After QRS detection, the root mean square (RMS) signal was calculated for each patient using raw recordings from all leads. Baseline correction was performed on all beats by subtraction, zeroing the TP or PR segments. QRS and T-wave peaks were identified using a parabolic, least-mean-squared error estimate of the RMS ECG, which reduced the sensitivity of peak identification to high frequency noise. Cycle lengths (CL) were defined as the time between subsequent QRS peaks. The time of the RMS R peak has been shown to correlate with the mean depolarization time of the ventricles28, 29. Similarly, the time of the RMS T peak has been shown to correlate with mean ventricular repolarization time. RT Intervals (RTIs) were defined as the time between the local QRS peak and the T-wave peak in the RMS signal. This interval has been shown to correlate well with mean cellular action potential duration30, 31. The mean diastolic interval (DI) was estimated as the time from RMS T-wave peak of the preceding beat to the peak of the RMS R wave (both determined from local maxima in the 2nd derivative function), a measure that has been shown to correlate with the mean cellular diastolic recovery time28. For every patient, all RTIs were plotted as a function of the preceding DI. Simple linear regression was applied to the resulting scatterplot to ascertain the slope (RTI:DISlope) and y-intercept (RTI:DIY-intercept). Regression diagnostics then provided the standard error about the regression line (RTI:DIStdErr), a measure of ‘scatter’ in the repolarization / diastolic interval relationship. This term quantifies instability in repolarization timing that is not attributable to beat-to-beat changes in diastolic interval.

QT Variability Index

This time-series calculation has been previously described, and represents the log ratio between the QT interval and heart rate variabilities. Briefly, the above-described detection of basic ECG intervals was implemented and applied to the equation QTVIestimate = log10[(RTIVariance/(RTIMean)2)/(HRVariance/(HRMean)2)]. Of note, since we used 2nd derivative filter settings optimized for detecting the T-wave peak, we use RTI in this equation rather than the QT interval. Therefore, this metric varies slightly from QTVI as originally described since the Tpeak-Tend segment is not included. Also, as originally described, this measure was calculated twice for every patient (over two 256 beat epochs) and then averaged, but we forewent this averaging as only single measures of RTI:DIStdErr were performed.

Heart rate variability

To assess the relationship between repolarization scatter and high frequency heart rate variability (HRV), several HRV indices were estimated from the 5 minute recording, including rMMSD, pNN50, and ICC32-36. rMMSD is the root mean square of successive differences of normal RR intervals. pNN50 is the percent of successive normal RR interval differences that exceed 50ms. ICC is the interbeat correlation (the correlation coefficient of a Poincare plot, where every normal RR interval is plotted as a function of the preceding RR interval).

Statistical Analysis

Data distributions were first assessed for artifactual anomalies and normality. As the normality assumption was rejected for all prediction variables, estimates of means and confidence intervals (C.I.) about the mean for these variables were assessed using the bootstrap method. Based on whether the composite endpoint was met, each patient was categorized into either the Event Group or the Non-Event Group. Comparisons of non-normally distributed continuous variables between these sample groups were performed using the Wilcoxon signed rank test on unmatched data.

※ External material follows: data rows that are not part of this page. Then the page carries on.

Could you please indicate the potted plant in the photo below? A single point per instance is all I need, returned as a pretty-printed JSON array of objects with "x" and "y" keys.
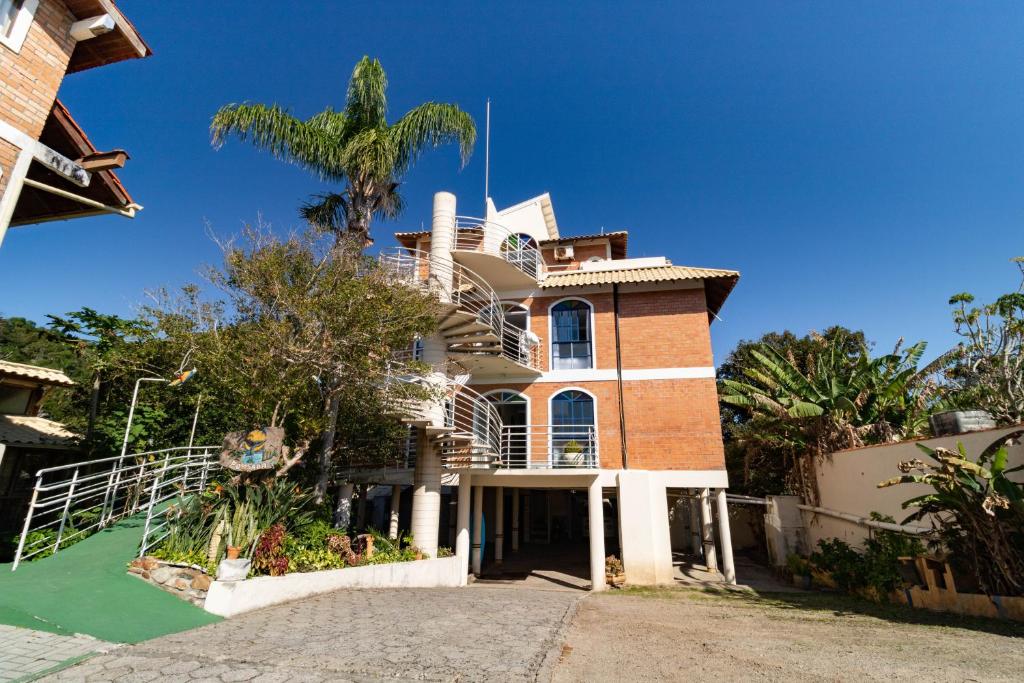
[
  {"x": 614, "y": 572},
  {"x": 572, "y": 453}
]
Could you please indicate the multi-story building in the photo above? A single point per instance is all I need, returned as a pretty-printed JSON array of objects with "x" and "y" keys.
[
  {"x": 580, "y": 398},
  {"x": 49, "y": 170}
]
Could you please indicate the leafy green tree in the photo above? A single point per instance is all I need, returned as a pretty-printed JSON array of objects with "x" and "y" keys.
[
  {"x": 355, "y": 146},
  {"x": 302, "y": 328},
  {"x": 977, "y": 511},
  {"x": 836, "y": 400},
  {"x": 986, "y": 369}
]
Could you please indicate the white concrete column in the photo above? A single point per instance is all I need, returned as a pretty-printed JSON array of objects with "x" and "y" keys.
[
  {"x": 392, "y": 531},
  {"x": 462, "y": 538},
  {"x": 426, "y": 498},
  {"x": 595, "y": 501},
  {"x": 499, "y": 524},
  {"x": 442, "y": 240},
  {"x": 515, "y": 520},
  {"x": 360, "y": 514},
  {"x": 343, "y": 510},
  {"x": 726, "y": 537},
  {"x": 708, "y": 530},
  {"x": 526, "y": 519},
  {"x": 695, "y": 544},
  {"x": 477, "y": 549}
]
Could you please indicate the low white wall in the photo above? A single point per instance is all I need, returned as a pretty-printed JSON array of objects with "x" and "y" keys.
[
  {"x": 848, "y": 481},
  {"x": 230, "y": 598}
]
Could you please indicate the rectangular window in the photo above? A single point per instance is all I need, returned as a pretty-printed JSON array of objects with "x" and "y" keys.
[
  {"x": 571, "y": 348},
  {"x": 15, "y": 18}
]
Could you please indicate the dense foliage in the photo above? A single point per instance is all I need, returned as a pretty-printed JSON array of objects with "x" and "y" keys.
[
  {"x": 872, "y": 569},
  {"x": 977, "y": 511},
  {"x": 796, "y": 409}
]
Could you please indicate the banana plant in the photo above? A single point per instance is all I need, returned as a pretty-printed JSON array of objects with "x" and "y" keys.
[{"x": 976, "y": 509}]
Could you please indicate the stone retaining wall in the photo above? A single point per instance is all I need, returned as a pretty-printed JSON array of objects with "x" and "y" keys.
[{"x": 186, "y": 582}]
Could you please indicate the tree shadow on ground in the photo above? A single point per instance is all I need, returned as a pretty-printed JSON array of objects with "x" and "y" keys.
[{"x": 840, "y": 604}]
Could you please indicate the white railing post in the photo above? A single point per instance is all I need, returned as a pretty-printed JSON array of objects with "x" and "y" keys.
[
  {"x": 153, "y": 500},
  {"x": 28, "y": 521},
  {"x": 64, "y": 514}
]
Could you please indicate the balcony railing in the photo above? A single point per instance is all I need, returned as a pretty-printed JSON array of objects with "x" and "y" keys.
[
  {"x": 461, "y": 287},
  {"x": 484, "y": 236},
  {"x": 549, "y": 446}
]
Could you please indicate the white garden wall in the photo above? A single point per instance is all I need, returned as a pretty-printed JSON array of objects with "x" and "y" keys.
[
  {"x": 848, "y": 481},
  {"x": 230, "y": 598}
]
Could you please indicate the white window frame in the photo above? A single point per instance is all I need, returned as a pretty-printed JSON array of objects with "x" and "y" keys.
[
  {"x": 551, "y": 425},
  {"x": 19, "y": 29},
  {"x": 551, "y": 335}
]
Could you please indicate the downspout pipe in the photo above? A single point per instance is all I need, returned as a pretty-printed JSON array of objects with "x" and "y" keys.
[{"x": 619, "y": 380}]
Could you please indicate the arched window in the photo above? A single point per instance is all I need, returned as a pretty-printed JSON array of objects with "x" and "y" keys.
[
  {"x": 571, "y": 337},
  {"x": 573, "y": 437}
]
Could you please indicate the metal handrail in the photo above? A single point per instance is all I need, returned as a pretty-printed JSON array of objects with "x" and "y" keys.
[
  {"x": 457, "y": 285},
  {"x": 548, "y": 446},
  {"x": 111, "y": 487},
  {"x": 481, "y": 235}
]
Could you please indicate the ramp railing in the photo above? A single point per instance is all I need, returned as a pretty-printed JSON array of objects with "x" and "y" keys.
[{"x": 70, "y": 502}]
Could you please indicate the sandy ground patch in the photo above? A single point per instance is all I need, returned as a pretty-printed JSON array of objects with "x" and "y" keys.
[{"x": 687, "y": 634}]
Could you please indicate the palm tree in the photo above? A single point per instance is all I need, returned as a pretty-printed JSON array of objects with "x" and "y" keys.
[{"x": 355, "y": 146}]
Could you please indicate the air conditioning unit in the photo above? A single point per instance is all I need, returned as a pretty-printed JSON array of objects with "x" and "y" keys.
[{"x": 563, "y": 253}]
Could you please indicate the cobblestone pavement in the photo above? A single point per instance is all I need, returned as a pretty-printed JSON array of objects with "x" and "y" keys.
[
  {"x": 469, "y": 634},
  {"x": 25, "y": 652}
]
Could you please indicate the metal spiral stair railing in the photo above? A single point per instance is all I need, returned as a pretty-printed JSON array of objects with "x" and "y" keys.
[
  {"x": 465, "y": 425},
  {"x": 473, "y": 322}
]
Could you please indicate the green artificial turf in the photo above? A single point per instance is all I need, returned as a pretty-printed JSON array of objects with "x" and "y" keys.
[{"x": 86, "y": 589}]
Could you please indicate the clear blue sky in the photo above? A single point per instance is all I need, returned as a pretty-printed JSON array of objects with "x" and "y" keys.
[{"x": 857, "y": 162}]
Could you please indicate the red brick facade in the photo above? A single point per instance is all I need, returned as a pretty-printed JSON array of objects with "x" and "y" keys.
[
  {"x": 31, "y": 78},
  {"x": 671, "y": 424}
]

We used survival-time-data with lost-to-follow-up censoring to analyze the predictive performance of these measures. The optimal operating points (cutpoint where the sensitivity / specificity balance is optimized) for linear prediction variables were determined by maximizing the post-estimation c-statistic of a single variable Cox survival model. After identifying the optimal operating point, the accuracy for predicting events was assessed using survival analysis, with the statistical significance of differences between survival curves reported using log rank tests of equality.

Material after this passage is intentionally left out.